The luxury lifestyles of the Bongos were again highlighted after Pascaline Bongo wracked up $86 million in luxury air travel in under two years – then ‘forgot’ to pay the bill.

Or at least her estranged President brother refused to cough up.

Dubbed the ultimate ‘African Princess’, Pascaline Bongo famously became infatuated with her idol Bob Marley in the 1970s (the reggae legend visited Gabon at her invitation in 1980) and this month was a guest of honour at the Reggae Festival in Abidjan, Ivory Coast.
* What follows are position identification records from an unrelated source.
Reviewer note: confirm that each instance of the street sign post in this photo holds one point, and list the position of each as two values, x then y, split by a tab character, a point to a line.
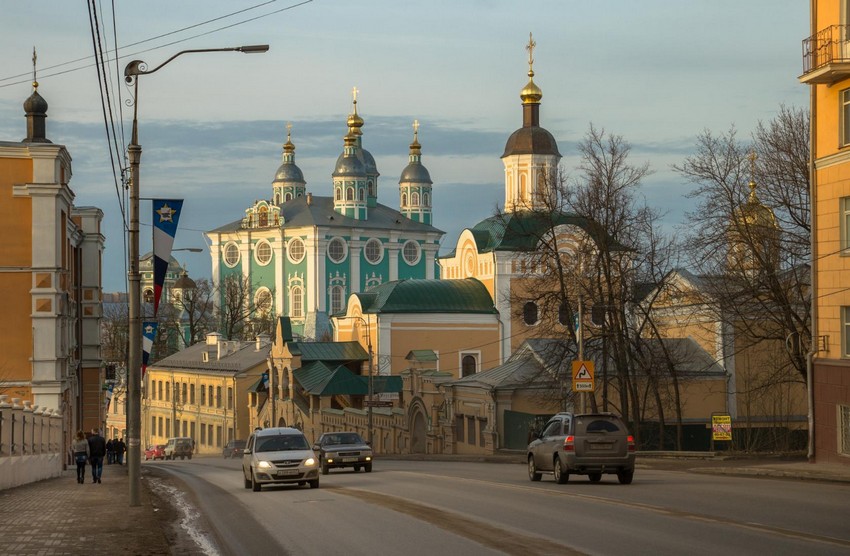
583	376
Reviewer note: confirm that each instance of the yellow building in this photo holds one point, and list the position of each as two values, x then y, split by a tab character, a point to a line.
200	392
50	275
826	68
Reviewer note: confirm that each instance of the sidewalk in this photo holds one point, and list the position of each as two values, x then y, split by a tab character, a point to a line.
60	516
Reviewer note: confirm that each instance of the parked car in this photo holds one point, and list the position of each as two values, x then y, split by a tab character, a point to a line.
343	449
233	449
583	444
155	452
179	447
279	455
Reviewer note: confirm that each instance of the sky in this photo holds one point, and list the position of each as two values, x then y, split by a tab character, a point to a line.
211	126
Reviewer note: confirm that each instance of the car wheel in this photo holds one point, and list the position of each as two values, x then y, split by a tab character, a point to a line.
561	475
533	474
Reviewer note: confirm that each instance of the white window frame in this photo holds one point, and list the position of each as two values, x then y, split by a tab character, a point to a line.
227	247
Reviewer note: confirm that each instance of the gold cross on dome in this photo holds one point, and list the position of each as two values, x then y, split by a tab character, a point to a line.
530	48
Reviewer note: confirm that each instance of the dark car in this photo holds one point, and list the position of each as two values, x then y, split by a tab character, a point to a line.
233	449
583	444
343	449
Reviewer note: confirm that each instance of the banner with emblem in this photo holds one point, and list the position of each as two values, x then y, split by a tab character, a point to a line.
166	213
148	336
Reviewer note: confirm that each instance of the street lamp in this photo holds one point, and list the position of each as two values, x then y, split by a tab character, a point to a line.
131	75
371	369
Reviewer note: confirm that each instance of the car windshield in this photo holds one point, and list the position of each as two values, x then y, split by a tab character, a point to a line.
350	438
281	443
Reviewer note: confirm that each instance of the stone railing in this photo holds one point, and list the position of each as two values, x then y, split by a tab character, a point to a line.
30	443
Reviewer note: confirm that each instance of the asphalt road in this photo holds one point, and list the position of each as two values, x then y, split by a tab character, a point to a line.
428	507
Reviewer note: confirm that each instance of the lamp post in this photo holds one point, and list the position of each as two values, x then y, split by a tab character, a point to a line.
131	75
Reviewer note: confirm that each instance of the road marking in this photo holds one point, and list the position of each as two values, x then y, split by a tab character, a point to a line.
752	526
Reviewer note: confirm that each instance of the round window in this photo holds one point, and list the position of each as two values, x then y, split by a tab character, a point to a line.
296	250
263	252
410	252
231	254
336	250
374	251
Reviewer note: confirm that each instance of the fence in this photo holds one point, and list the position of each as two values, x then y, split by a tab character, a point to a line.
30	443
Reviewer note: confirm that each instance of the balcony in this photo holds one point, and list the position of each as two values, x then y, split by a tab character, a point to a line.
826	56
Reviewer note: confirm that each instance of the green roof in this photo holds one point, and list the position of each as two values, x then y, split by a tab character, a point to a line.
428	296
522	231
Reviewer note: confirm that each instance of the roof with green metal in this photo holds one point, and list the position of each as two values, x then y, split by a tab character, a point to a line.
428	296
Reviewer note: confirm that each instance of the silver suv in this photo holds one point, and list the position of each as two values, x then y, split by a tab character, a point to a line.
583	444
279	456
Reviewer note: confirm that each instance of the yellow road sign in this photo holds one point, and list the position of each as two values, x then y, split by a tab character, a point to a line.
583	376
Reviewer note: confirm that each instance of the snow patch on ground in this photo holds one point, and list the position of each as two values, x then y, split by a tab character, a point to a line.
190	518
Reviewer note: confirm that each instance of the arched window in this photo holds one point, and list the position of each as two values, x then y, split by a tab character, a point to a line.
529	313
468	365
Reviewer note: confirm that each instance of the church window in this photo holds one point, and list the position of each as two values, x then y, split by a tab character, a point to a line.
231	254
529	313
263	253
337	296
410	252
296	302
337	250
296	250
374	251
263	301
468	365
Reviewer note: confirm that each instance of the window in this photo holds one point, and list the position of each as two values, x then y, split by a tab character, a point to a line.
844	430
296	250
337	250
410	252
231	254
529	313
263	253
468	365
296	305
374	251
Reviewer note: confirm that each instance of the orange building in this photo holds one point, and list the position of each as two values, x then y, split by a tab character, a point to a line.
50	275
826	68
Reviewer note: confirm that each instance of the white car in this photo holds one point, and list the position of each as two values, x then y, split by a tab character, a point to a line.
279	455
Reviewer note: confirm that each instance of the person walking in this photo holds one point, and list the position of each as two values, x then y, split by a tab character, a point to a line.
80	452
120	448
97	449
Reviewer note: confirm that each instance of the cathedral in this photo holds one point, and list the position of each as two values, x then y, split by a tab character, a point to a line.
303	254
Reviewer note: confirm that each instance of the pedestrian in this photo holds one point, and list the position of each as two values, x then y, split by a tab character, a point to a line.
119	451
80	452
97	450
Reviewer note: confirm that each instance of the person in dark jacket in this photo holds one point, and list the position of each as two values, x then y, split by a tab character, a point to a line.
97	450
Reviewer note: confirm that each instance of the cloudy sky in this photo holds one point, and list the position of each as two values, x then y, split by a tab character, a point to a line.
212	125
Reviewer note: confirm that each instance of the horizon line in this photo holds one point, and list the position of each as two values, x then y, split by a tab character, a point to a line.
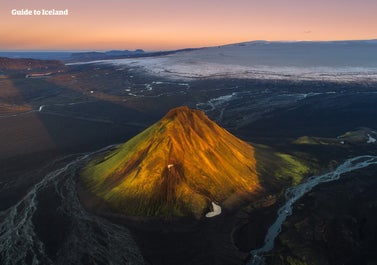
199	47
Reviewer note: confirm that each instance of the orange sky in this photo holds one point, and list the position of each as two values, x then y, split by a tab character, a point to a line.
169	24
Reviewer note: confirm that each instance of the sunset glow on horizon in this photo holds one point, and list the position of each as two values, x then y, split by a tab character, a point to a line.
167	24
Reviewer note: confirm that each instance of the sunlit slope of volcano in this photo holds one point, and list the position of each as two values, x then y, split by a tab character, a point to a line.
176	167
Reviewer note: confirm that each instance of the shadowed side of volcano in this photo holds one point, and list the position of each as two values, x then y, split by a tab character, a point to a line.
176	167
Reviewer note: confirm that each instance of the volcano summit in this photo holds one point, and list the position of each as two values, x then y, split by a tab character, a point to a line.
177	167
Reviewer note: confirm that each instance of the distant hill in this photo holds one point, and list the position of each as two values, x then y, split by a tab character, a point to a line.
118	54
8	65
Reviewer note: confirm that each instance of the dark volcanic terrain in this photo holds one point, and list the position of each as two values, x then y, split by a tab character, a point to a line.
53	116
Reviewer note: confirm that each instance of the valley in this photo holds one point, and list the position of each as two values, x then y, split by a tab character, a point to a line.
51	125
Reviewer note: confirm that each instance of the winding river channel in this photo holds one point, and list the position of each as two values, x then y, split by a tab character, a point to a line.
296	192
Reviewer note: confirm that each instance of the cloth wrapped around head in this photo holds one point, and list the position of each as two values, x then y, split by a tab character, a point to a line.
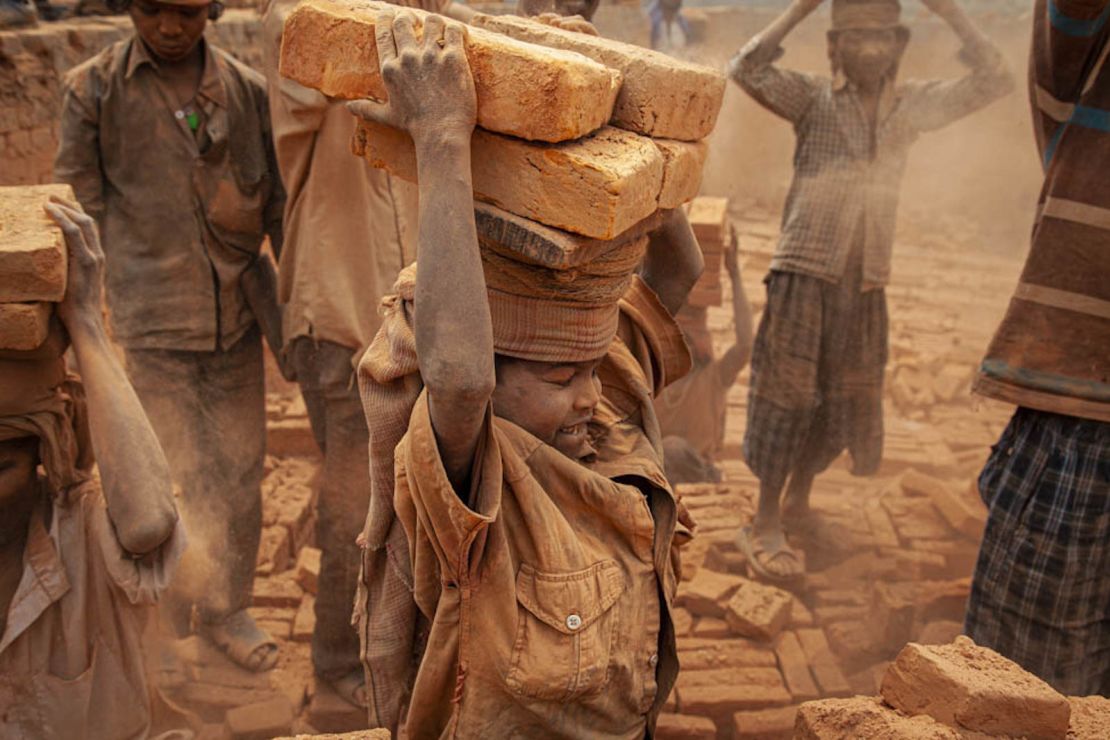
866	14
39	398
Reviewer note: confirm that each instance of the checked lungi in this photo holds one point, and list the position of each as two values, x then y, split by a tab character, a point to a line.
1041	588
816	377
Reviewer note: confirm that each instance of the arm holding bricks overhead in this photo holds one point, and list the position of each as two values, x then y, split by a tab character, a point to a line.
783	92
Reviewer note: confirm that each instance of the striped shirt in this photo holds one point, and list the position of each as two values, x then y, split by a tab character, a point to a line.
847	182
1052	351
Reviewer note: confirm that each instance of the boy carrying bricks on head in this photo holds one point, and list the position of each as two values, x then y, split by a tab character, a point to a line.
528	478
821	345
165	140
82	557
1041	589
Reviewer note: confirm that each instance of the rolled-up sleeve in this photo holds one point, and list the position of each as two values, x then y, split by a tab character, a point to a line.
141	579
78	159
785	93
427	504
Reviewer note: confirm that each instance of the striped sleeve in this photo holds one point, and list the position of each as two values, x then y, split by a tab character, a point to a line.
1070	46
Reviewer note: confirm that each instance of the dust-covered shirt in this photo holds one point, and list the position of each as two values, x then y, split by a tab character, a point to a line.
550	590
71	659
181	214
844	175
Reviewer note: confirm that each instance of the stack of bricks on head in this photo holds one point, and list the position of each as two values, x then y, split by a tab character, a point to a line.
32	266
581	141
956	691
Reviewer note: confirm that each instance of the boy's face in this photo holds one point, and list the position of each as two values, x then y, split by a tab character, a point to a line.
19	458
554	402
867	57
584	8
171	31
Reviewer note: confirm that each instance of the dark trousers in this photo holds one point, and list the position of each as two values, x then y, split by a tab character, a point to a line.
331	395
208	409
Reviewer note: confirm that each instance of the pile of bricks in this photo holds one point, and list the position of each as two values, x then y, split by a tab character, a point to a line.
33	264
956	691
222	700
709	220
579	133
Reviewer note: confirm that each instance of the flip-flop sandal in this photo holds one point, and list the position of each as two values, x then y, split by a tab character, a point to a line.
240	638
753	550
347	688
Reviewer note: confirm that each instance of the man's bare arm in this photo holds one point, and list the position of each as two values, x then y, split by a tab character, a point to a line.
133	472
431	95
673	262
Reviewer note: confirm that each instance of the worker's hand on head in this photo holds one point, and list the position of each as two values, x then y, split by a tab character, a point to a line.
576	23
431	91
86	281
942	8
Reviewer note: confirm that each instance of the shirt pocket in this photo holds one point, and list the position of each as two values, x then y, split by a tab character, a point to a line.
567	624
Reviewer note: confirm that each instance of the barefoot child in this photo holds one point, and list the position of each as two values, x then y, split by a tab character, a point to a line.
165	140
528	479
821	345
82	557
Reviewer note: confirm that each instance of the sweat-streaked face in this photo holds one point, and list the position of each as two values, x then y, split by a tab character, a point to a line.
169	30
19	460
867	57
554	402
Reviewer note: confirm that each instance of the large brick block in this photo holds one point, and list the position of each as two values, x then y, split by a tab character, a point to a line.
823	662
597	186
524	90
864	717
23	325
707	594
974	688
32	249
795	668
659	97
758	610
534	243
685	727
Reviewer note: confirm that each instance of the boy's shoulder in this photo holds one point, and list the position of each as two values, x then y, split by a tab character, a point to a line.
100	67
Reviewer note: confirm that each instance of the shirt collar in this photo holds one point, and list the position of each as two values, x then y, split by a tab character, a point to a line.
43	581
211	87
887	97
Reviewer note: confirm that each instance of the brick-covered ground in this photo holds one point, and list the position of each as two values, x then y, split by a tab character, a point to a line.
749	654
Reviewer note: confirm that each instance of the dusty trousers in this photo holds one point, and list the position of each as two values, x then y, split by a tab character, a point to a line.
339	425
208	409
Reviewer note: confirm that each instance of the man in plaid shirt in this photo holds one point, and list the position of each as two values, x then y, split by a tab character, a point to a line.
1041	588
821	345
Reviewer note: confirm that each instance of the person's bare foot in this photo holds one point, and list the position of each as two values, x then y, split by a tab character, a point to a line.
352	688
769	555
243	641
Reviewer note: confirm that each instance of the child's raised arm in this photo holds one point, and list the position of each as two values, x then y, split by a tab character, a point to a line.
133	472
431	95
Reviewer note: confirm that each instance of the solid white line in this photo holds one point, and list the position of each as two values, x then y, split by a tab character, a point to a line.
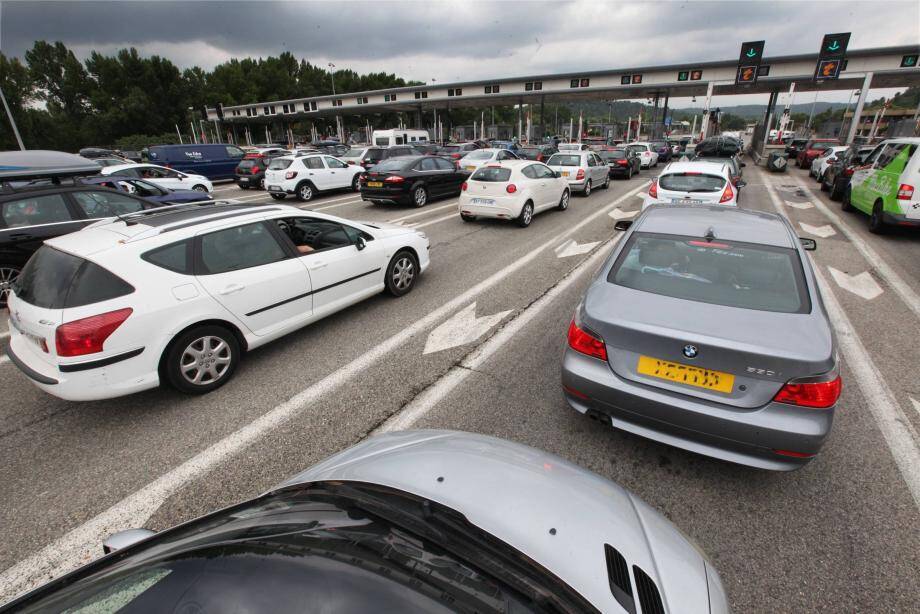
434	394
82	544
896	429
875	260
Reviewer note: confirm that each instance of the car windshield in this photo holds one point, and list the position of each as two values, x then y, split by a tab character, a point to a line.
490	173
732	274
564	160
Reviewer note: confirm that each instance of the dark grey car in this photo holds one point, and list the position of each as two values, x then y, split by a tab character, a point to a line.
705	330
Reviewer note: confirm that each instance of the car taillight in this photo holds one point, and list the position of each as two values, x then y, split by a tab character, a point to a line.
818	395
582	341
86	336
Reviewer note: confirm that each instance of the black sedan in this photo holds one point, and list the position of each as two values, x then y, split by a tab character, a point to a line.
411	180
623	162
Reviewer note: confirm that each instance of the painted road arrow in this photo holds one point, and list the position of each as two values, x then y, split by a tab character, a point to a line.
861	285
573	248
462	328
819	231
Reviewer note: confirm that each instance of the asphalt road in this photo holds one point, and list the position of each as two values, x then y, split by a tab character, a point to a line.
839	535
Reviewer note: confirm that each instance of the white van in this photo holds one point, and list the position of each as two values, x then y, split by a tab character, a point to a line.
386	138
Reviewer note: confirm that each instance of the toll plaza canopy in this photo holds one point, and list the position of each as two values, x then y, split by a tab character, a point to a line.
889	67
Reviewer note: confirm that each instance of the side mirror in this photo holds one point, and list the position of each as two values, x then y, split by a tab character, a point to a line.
124	539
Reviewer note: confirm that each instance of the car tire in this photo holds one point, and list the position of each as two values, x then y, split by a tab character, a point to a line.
526	216
305	192
208	353
876	219
845	203
564	201
419	196
402	273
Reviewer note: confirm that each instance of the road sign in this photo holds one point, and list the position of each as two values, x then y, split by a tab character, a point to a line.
834	45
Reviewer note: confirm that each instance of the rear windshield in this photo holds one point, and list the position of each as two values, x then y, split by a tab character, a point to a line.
492	174
732	274
563	160
279	164
691	182
52	279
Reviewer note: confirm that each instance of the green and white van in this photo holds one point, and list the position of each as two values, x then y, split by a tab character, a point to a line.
887	185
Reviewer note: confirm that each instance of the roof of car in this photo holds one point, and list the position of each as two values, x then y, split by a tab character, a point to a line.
726	223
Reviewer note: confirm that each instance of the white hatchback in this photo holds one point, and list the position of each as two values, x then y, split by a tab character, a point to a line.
693	183
306	176
177	295
160	175
513	190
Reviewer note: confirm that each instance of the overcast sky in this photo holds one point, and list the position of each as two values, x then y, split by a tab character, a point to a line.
460	40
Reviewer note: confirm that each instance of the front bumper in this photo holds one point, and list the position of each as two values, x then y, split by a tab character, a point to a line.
744	436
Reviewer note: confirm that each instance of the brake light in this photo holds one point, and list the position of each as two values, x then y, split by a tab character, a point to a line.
586	343
819	395
87	335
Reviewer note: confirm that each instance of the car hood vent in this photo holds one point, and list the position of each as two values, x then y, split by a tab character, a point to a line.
618	575
649	597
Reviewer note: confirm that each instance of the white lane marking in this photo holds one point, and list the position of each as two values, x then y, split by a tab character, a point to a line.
574	248
875	260
897	431
461	328
82	544
618	214
819	231
421	213
862	284
416	409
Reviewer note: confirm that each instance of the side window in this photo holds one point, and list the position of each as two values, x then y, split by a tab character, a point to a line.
106	204
37	210
240	247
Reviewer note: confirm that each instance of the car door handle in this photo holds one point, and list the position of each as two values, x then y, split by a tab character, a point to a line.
231	289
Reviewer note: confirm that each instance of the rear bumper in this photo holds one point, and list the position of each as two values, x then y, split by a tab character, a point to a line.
744	436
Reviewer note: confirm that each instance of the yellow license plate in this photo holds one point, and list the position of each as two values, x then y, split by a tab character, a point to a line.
685	374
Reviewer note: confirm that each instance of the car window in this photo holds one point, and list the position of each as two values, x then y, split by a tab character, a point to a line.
35	210
106	204
240	247
742	275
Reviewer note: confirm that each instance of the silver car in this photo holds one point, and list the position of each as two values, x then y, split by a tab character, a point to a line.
415	521
705	330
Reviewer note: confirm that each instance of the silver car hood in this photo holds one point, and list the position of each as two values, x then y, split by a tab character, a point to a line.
518	494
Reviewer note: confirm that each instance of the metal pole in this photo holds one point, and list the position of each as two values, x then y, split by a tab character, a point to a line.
12	121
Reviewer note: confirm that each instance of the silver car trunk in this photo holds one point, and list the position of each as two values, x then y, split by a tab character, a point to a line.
761	349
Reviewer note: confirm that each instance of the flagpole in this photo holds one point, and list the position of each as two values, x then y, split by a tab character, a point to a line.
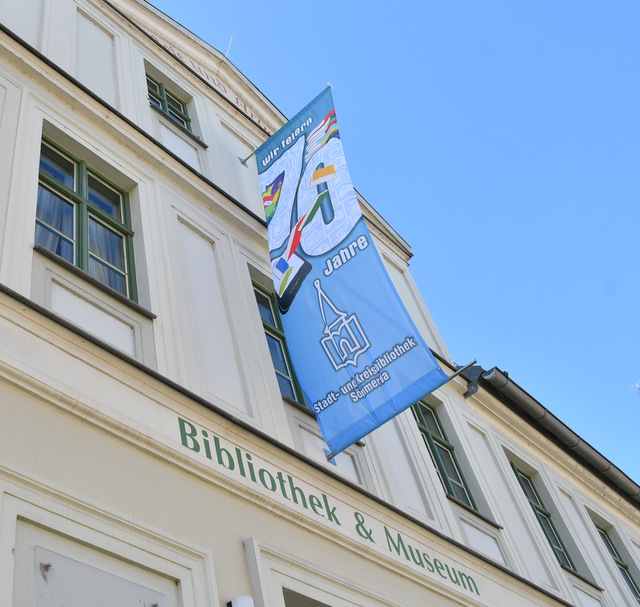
244	162
330	456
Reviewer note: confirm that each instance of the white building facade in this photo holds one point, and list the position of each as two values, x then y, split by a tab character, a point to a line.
153	445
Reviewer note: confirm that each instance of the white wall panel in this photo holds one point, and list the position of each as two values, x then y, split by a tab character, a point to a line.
213	362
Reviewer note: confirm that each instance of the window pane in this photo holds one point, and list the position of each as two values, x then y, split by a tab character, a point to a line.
277	355
453	474
264	305
55	224
55	212
286	387
529	491
107	275
152	87
56	165
54	242
175	104
554	540
429	420
104	197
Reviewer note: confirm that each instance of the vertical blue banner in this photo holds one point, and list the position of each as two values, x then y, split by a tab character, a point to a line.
356	352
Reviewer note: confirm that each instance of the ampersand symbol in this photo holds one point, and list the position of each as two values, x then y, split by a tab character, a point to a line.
361	529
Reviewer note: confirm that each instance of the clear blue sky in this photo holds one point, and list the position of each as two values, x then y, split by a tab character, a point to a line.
502	141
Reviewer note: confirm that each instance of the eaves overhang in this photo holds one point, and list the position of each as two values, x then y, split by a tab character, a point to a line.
501	385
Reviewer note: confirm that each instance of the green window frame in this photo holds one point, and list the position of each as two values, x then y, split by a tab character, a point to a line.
544	518
623	568
168	102
85	219
278	350
442	454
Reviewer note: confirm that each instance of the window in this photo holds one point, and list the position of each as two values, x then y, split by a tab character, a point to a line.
544	518
168	102
277	345
622	566
442	453
85	220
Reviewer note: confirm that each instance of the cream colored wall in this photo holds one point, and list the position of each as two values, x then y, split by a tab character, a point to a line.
108	434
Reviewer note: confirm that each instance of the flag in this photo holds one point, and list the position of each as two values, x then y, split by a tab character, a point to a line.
356	352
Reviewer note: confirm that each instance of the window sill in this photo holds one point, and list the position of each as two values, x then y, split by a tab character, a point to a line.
182	130
582	578
481	516
93	282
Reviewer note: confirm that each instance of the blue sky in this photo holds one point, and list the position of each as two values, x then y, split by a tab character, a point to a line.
502	141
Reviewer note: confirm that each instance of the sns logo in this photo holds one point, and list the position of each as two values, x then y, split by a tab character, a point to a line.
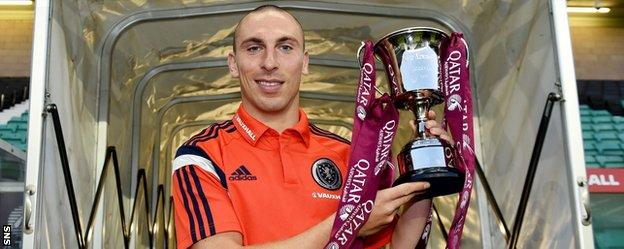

Between 2008 and 2010 she whizzed herself, family and friends like Jermaine Jackson around the globe in Gulfstream jets, privately chartered Airbus A319 and Boeing 757 aircraft. The flights were all taken between 2008 and 2010.

Since the Swiss company Travcon AG decided to sue the presidency of Gabon, obtaining a judicial order to impound a Gabonese Boeing 777 on the tarmac at Paris’s Orly airport in lieu of payment, the siblings’ private squabble over bills became a matter of political and diplomatic importance.

An adviser in President Bongo’s cabinet, dispatched to Paris (where the first family owns an estimated 39 upscale apartments and buildings) declared the aircraft seizure a ‘flagrant breach of international law’ and ‘characteristic of the contempt France shows us’.

A home in Paris alleged in 2009 to be owned by late president Omar Bongo’s wife Edith Lucie Bongo
A home in Paris alleged in 2009 to be owned by late president Omar Bongo’s wife Edith Lucie Bongo
Image: Reuters/Charles Platiau

A figure close to the President suggested the invoice should be resent to the personal address of Pascaline Bongo.

Earlier this month the impounded jet was released to Gabonese authorities, although the bills remain unpaid.

Hitting back at her public disavowal by her brother and his attorneys, Pascaline Bongo gave a rare interview conducted in her mansion in Paris’s 16th arrondissement, protesting that she ‘was the cherished daughter of Omar Bongo, but I did not manage all his assets’.

She deplored ‘a tense family atmosphere and the impatience of certain heirs wanting to get a hold of their part of the inheritance or reclaiming what is their due’.

Regarding relations with her brother she said ‘Ali is my brother. Just like in all families there can sometimes be some disagreements’.

But a figure close to the family suggested ‘Ali has the power and she has the money. She wants to keep her bit without sharing it either with Ali or the other heirs’.

Not that the head of state is without reproach. President Ali Bongo’s vast fleet of hundreds of luxury cars including Mercedes, Maybachs and Rolls Royce’s is now on the public record.

For several years French judges have been investigating reputedly ill-gotten gains of African dictators who love to ‘hide’ their pillaging of public assets through investments in luxury cars, mansions on the Avenue Foch in Paris, high-end watches and art. The presidents of Gabon, Equatorial Guinea and Congo-Brazzaville are all in their official sights.

Still, French judicial severity is tempered when it comes to the political and business elite, many of whom have profited for decades from the seedy post-colonial links with dictators and oligarchs in the ex-French territories.

Former French president Jacques Chirac with late Gabon president Omar Bongo
Former French president Jacques Chirac with late Gabon president Omar Bongo
Image: Reuters

Past Presidents including Jacques Chirac and Nicolas Sarkozy denied it but they are alleged to have benefited from millions of dollars in illegal campaign funds from figures like Omar and Ali Bongo, while France’s top multi-nationals are overrepresented in the former colonial nations.

Home to one of four French military bases in Africa, Gabon remains the ‘epicenter of Françafrique’ and the sphere of influence ‘par excellence’ where French businesses control more than 30 per cent of some market sectors.

‘Gabon has been like a drinking trough for the biggest French companies, who under Omar Bongo, have been behind unprecedented crimes, illicit agreements, abuse of public goods, and abuse of their dominant position,’ declared the head of Ali Bongo’s cabinet office Maixent Accrombessi.

‘It would be good if the French justice system became interested in this!’’.